Tytuł rówieśnika sportowego: Johnson uczynił rosyjskiego lorda

Jewgienij Lebiediew otrzymał tytuł barona w Wielkiej Brytanii 12 / 04 / 22 Bartosz Paluch Goście: 433 Ocena:

Ale Johnson nie byłby Johnsonem, gdyby przez długi czas nie było wielu innych skandali. Przede wszystkim kilka osób w pobliżu długoletniego przyjaciela Johnsona, Jewgienija Lebiediewa:

 

 

Ostatnio pojawiły się oskarżenia, że Johnson zignorował ostrzeżenia wywiadu, gdy dwa lata temu nadał tytuł szlachecki Lebiediewowi. W końcu ojciec Lebiediewa, Aleksander, szpiegował dla Moskwy z ówczesnej sowieckiej ambasady w Londynie. Sam Jewgienij Lebiediew nazwał oskarżenia przeciwko niemu „farsą” i wyrazem „rusofobii”. W każdym razie Johnson zignorował ostrzeżenia. Lord Lebiediew został jego przyjacielem.

 

Więcej szczegółów prawdopodobnie pojawi się wkrótce: kilka dni temu konserwatywni rebelianci Johnsona przyłączyli się do nacisku opozycyjnej Partii Pracy, aby wymusić ujawnienie dokumentów dotyczących spornej szlachty. Rząd powinien je zwolnić do końca miesiąca.

 

Problem polega nie tylko na tym, że Johnson mógł zignorować względy bezpieczeństwa. W ostatnich dniach wzrosła liczba doniesień, że Johnson mógł paść ofiarą szantażu na przyjęciach Lebiediewa.

Johnson i Lebedev: Dzikie noce we Włoszech?

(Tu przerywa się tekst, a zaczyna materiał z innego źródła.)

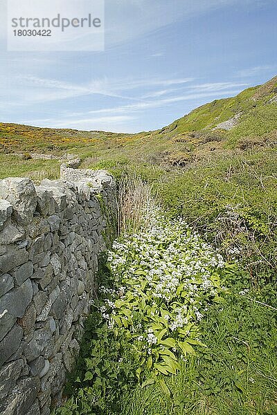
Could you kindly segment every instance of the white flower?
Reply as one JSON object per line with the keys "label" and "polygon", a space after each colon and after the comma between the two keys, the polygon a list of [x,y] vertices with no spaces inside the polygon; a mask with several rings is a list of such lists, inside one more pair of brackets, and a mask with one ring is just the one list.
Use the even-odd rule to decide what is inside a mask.
{"label": "white flower", "polygon": [[150,344],[156,344],[158,339],[152,333],[149,333],[147,335],[146,341]]}

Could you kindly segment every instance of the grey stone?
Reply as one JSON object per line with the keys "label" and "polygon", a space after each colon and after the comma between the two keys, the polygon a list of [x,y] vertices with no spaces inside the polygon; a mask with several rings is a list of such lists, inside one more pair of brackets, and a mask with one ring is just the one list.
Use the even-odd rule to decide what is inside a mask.
{"label": "grey stone", "polygon": [[61,270],[62,264],[60,263],[59,257],[57,254],[53,254],[51,256],[50,262],[53,267],[53,272],[54,273],[54,275],[57,275]]}
{"label": "grey stone", "polygon": [[50,225],[46,219],[35,218],[29,225],[28,230],[31,238],[36,238],[50,232]]}
{"label": "grey stone", "polygon": [[8,245],[18,242],[24,238],[25,234],[23,228],[8,223],[0,232],[0,245]]}
{"label": "grey stone", "polygon": [[77,293],[78,295],[82,295],[84,291],[84,284],[82,281],[79,281]]}
{"label": "grey stone", "polygon": [[5,222],[11,216],[12,206],[8,201],[0,200],[0,231],[2,230]]}
{"label": "grey stone", "polygon": [[48,374],[50,369],[50,362],[48,359],[43,359],[43,364],[42,369],[39,372],[39,378],[43,378]]}
{"label": "grey stone", "polygon": [[30,223],[37,206],[35,186],[29,178],[8,177],[0,182],[0,197],[13,206],[19,224]]}
{"label": "grey stone", "polygon": [[39,401],[35,400],[30,409],[25,415],[40,415],[40,408]]}
{"label": "grey stone", "polygon": [[55,230],[59,230],[60,225],[60,219],[55,214],[53,214],[52,216],[48,218],[48,223],[50,225],[50,229],[52,232]]}
{"label": "grey stone", "polygon": [[[33,362],[29,363],[30,371],[32,376],[39,376],[39,374],[42,372],[44,367],[44,359],[42,356],[39,356],[37,359],[35,359]],[[41,376],[39,376],[41,377]]]}
{"label": "grey stone", "polygon": [[51,235],[50,234],[48,234],[48,235],[46,235],[46,237],[45,237],[44,244],[44,247],[43,247],[44,250],[44,251],[49,250],[49,249],[51,247],[51,245],[52,245]]}
{"label": "grey stone", "polygon": [[3,366],[0,371],[0,399],[8,396],[20,376],[23,367],[22,359],[10,362]]}
{"label": "grey stone", "polygon": [[24,317],[17,320],[18,325],[20,326],[24,331],[24,335],[28,335],[32,332],[35,326],[36,317],[37,310],[35,309],[34,302],[32,302],[28,306]]}
{"label": "grey stone", "polygon": [[33,297],[35,308],[37,313],[39,315],[42,313],[42,310],[46,304],[47,295],[44,291],[39,291]]}
{"label": "grey stone", "polygon": [[42,290],[44,290],[46,287],[50,284],[53,278],[53,269],[51,265],[42,268],[44,276],[39,280],[39,284]]}
{"label": "grey stone", "polygon": [[38,254],[34,258],[34,260],[38,264],[39,267],[47,266],[50,264],[50,251]]}
{"label": "grey stone", "polygon": [[26,344],[24,347],[24,353],[27,360],[27,362],[33,362],[42,352],[42,347],[39,343],[33,339],[28,344]]}
{"label": "grey stone", "polygon": [[24,264],[13,274],[16,285],[21,286],[26,279],[33,275],[34,266],[30,261]]}
{"label": "grey stone", "polygon": [[5,274],[28,261],[26,249],[18,249],[14,245],[7,245],[5,253],[0,256],[0,273]]}
{"label": "grey stone", "polygon": [[32,259],[35,255],[40,254],[44,250],[44,235],[37,237],[32,243],[32,246],[29,250],[29,258]]}
{"label": "grey stone", "polygon": [[0,313],[8,310],[11,315],[22,317],[32,297],[32,283],[27,279],[19,288],[10,291],[0,298]]}
{"label": "grey stone", "polygon": [[39,186],[36,187],[35,190],[37,196],[37,209],[40,214],[46,216],[47,214],[52,214],[54,213],[54,199],[53,199],[52,192],[42,189]]}
{"label": "grey stone", "polygon": [[10,291],[14,287],[13,278],[9,274],[3,274],[0,277],[0,297]]}
{"label": "grey stone", "polygon": [[0,314],[0,341],[8,334],[16,321],[15,317],[10,315],[7,310]]}
{"label": "grey stone", "polygon": [[0,342],[0,367],[18,349],[22,335],[22,329],[15,324]]}
{"label": "grey stone", "polygon": [[25,415],[35,402],[39,390],[38,377],[19,380],[7,402],[3,403],[1,415]]}

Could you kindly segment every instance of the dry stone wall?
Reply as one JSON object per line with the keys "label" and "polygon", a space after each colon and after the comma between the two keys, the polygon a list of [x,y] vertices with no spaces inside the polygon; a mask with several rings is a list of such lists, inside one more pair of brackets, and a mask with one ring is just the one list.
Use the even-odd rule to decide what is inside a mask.
{"label": "dry stone wall", "polygon": [[62,165],[61,180],[37,187],[0,181],[1,415],[48,415],[60,401],[116,212],[103,171]]}

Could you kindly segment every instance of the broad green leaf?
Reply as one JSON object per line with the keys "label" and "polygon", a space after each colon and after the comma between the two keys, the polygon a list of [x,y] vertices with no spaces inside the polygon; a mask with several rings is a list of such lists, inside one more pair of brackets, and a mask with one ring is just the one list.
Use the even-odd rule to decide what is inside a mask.
{"label": "broad green leaf", "polygon": [[160,344],[163,344],[164,346],[168,346],[168,347],[175,347],[176,341],[172,339],[172,338],[168,338],[164,340],[161,340]]}
{"label": "broad green leaf", "polygon": [[121,319],[119,317],[118,317],[117,315],[113,315],[112,317],[114,320],[114,321],[116,322],[116,323],[120,327],[121,327],[122,326]]}
{"label": "broad green leaf", "polygon": [[193,347],[186,342],[178,342],[178,344],[185,356],[186,356],[187,353],[195,356],[195,352]]}
{"label": "broad green leaf", "polygon": [[148,358],[148,360],[146,363],[147,369],[151,369],[152,365],[153,365],[153,359],[152,358],[152,356],[150,356],[150,358]]}
{"label": "broad green leaf", "polygon": [[162,365],[159,365],[158,363],[155,363],[154,365],[154,367],[155,369],[157,369],[157,370],[159,370],[159,371],[160,371],[163,375],[168,375],[168,372],[166,370],[166,367],[163,366]]}
{"label": "broad green leaf", "polygon": [[164,336],[164,335],[166,334],[166,333],[167,331],[168,331],[167,329],[163,329],[163,330],[162,330],[161,331],[159,332],[159,333],[157,336],[157,338],[158,339],[158,342],[160,342],[161,340],[161,339],[163,338],[163,337]]}
{"label": "broad green leaf", "polygon": [[175,356],[175,355],[174,354],[174,353],[172,353],[171,351],[171,350],[170,350],[169,349],[165,349],[164,350],[159,350],[159,353],[161,355],[168,355],[168,356],[170,356],[170,358],[172,359],[174,359],[175,360],[177,360],[177,358]]}
{"label": "broad green leaf", "polygon": [[168,396],[171,396],[171,392],[169,390],[168,387],[166,386],[166,382],[163,380],[163,379],[161,379],[159,381],[159,383],[160,384],[161,387],[164,394],[166,394],[166,395],[167,395]]}
{"label": "broad green leaf", "polygon": [[134,275],[146,275],[146,272],[143,270],[138,269],[134,271]]}
{"label": "broad green leaf", "polygon": [[173,359],[172,359],[170,356],[168,356],[166,355],[163,355],[161,356],[163,360],[165,362],[165,363],[166,363],[166,365],[168,365],[172,370],[176,371],[176,369],[180,369],[180,366],[178,364],[177,362],[176,362],[176,360],[174,360]]}
{"label": "broad green leaf", "polygon": [[190,344],[196,344],[197,346],[202,346],[202,347],[207,347],[206,344],[200,342],[200,340],[195,340],[193,339],[188,338],[186,339],[186,342],[190,343]]}
{"label": "broad green leaf", "polygon": [[154,379],[148,379],[145,380],[143,383],[141,385],[141,387],[145,387],[146,386],[149,386],[150,385],[153,385],[155,382]]}
{"label": "broad green leaf", "polygon": [[91,379],[93,378],[93,374],[90,371],[87,371],[87,372],[86,372],[86,374],[84,375],[84,380],[91,380]]}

Były konserwatywny poseł Rory Stewart ujawnił niedawno, że w 2018 roku został zaproszony na imprezę w posiadłości Lebedev we Włoszech, na którą wzięli udział The Girls i Boris Johnson. Johnson był wówczas sekretarzem stanu, a Stewart był jego zastępcą. Stewart opisuje rozmowę, którą prowadził w tamtym czasie, jako „całkowicie dziwaczną”. Został nawet zaproszony do lotu na imprezę. Biorąc pod uwagę oczywiste implikacje (był ministrem w rządzie brytyjskim, odwiedzającym syna agenta KGB...), grzecznie odmówił.

 

Z drugiej strony Johnson nie wydawał się przejmować i uczestniczył w uroczystości. Następnego ranka jego zdjęcia krążące w mediach społecznościowych pokazały, że wygląda na całkowicie zdruzgotanego. Natknął się na lotnisku w stolicy regionu Perugii i powiedział innym pasażerom, że ma za sobą „okrutną noc”. Przede wszystkim zaskoczeni naoczni świadkowie donieśli, że Johnson był sam i nie miał przy sobie ochroniarzy.

 

Nawet wtedy pojawiły się pytania o to, czy Johnson mógł naruszyć przepisy bezpieczeństwa, uczestnicząc w pozornie dzikiej uroczystości u syna byłego agenta KGB. W końcu był wówczas wysokim ministrem w rządzie i musiał mieć przy sobie policyjnych ochroniarzy.